One of the sweetest story arcs is the budding romance between Penny and Seaweed. From the moment they met there was a connection, such a strong one that getting together made all the sense in the world to them though society said otherwise. When Motormouth Maybelle sees the two of them holding hands, she tells them, “Well, love is a gift, a lot of people don’t remember that. So, you two better brace yourselves for a whole lotta ugly comin’ at you from a never-ending parade of stupid.” Being together will probably never be easy for them because of the blind prejudice of others, but that does not weaken their love.
Hairspray‘s music is excellent from beginning to end. Most songs were taken or adapted from the original 2002 Broadway musical, though some, like “Ladies’ Choice” and “Come So Far” were written for the film. Almost all of the songs are fun and upbeat, with quirky, intelligent lyrics that stick with you. Themes range from young, twitterpated love (“I Can Hear The Bells”) to the enduring, time tested love found in marriage (“Timeless To Me”), songs to build self-confidence (“Big, Blonde and Beautiful”) to petty high-school rivalries (“The New Girl in Town”).

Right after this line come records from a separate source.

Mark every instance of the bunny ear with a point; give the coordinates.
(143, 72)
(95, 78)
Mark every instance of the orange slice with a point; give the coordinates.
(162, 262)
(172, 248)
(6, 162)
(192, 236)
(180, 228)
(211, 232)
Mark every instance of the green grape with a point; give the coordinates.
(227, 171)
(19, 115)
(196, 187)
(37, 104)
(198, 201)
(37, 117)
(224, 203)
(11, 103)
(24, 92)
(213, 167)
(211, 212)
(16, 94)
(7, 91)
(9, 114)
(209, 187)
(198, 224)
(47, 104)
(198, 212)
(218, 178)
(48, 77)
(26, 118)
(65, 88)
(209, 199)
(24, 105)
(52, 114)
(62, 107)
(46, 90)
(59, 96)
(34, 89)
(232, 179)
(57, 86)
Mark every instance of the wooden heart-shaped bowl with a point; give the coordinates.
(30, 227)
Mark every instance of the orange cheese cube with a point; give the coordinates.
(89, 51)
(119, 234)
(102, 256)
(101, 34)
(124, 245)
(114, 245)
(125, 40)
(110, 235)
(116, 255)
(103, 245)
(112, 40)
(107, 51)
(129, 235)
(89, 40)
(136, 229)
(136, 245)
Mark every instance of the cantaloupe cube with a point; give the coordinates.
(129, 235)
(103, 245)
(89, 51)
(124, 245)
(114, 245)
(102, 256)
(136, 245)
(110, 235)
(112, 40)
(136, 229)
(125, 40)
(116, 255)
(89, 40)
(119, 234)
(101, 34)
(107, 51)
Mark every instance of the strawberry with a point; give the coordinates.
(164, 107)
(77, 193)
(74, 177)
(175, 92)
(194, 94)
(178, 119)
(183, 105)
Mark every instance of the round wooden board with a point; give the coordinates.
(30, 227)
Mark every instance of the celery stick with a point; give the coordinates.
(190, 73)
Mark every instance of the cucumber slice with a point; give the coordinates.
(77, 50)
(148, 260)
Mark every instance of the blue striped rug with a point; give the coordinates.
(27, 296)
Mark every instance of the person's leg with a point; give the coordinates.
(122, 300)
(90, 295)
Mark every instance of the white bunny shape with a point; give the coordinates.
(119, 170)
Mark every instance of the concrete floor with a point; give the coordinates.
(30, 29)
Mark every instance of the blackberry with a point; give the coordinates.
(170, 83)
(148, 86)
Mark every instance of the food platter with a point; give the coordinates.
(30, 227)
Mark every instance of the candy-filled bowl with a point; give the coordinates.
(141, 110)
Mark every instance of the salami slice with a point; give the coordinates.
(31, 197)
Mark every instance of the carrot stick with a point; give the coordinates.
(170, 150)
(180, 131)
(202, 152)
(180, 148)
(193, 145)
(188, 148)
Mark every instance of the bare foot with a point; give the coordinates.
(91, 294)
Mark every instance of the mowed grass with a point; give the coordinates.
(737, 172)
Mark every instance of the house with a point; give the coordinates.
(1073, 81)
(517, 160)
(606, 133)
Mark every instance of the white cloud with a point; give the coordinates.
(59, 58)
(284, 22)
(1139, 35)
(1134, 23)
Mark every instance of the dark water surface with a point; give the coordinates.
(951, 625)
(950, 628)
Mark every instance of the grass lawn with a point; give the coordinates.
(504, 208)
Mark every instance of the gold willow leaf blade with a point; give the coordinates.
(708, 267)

While almost every song is Hairspray‘s repertoire is happy, there is one appropriately solemn song sung by Maybelle during the protest march. “I Know Where I’ve Been” reminds us that this fight goes beyond the right of black people to be seen on television; this is about their right to be treated as equal citizens. The battle has been long and costly and continues even after this tale from the 1960’s. There is no doubt though that this is a battle worth fighting. As Maybelle says, we must, “Use that pride in our hearts to lift us up to tomorrow, ’cause just to sit still would be a sin.”
Hairspray accomplishes what most movies can’t, bringing lasting depth to an overall corny movie. The corniness is part of the charm, leading you to watch Hairspray again and again for the laughs and catchy lyrics. You fall in love with each of the characters, chuckling at their goof-ups and cheering them on when things get tough. It may seem cheesy and simplistic to say that all you need to stop all the hatred and injustice in the world is love, but Hairspray reminds us how wonderfully simple yet simply priceless love is. If you want something funny with substance, a fluffy treat with some dollops of wisdom thrown in, then Hairspray is the movie for you.